Abstract:Audio deepfake detection aims to detect real human voices from those generated by Artificial Intelligence (AI) and has emerged as a significant problem in the field of voice biometrics systems. With the ever-improving quality of synthetic voice, the probability of such a voice being exploited for illicit practices like identity thest and impersonation increases. Although significant progress has been made in the field of Audio Deepfake Detection in recent times, the issue of gender bias remains underexplored and in its nascent stage In this paper, we have attempted a thorough analysis of gender dependent performance and fairness in audio deepfake detection models. We have used the ASVspoof 5 dataset and train a ResNet-18 classifier and evaluate detection performance across four different audio features, and compared the performance with baseline AASIST model.
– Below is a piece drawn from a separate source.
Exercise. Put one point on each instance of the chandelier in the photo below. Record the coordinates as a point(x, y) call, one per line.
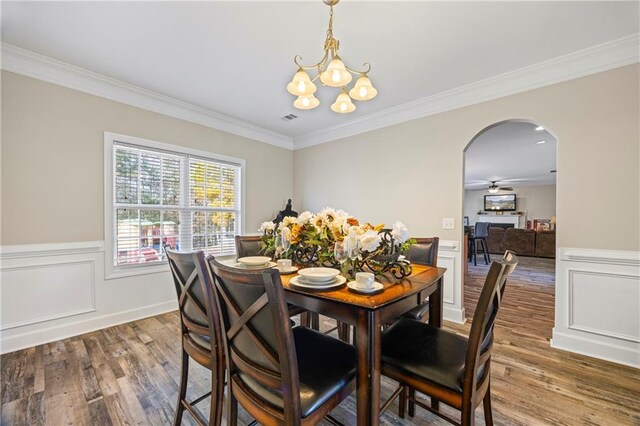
point(332, 72)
Beyond conventional metrics such as Equal Error Rate (EER %), we incorporated five established fairness metrics to quantify gender disparities in the model. Our results show that even when the overall EER difference between genders appears low, fairness-aware evaluation reveals disparities in error distribution that are obscured by aggregate performance measures. These findings demonstrate that reliance on standard metrics is unreliable, whereas fairness metrics provide critical insights into demographic-specific failure modes. This work highlights the importance of fairness-aware evaluation for developing a more equitable, robust, and trustworthy audio deepfake detection system.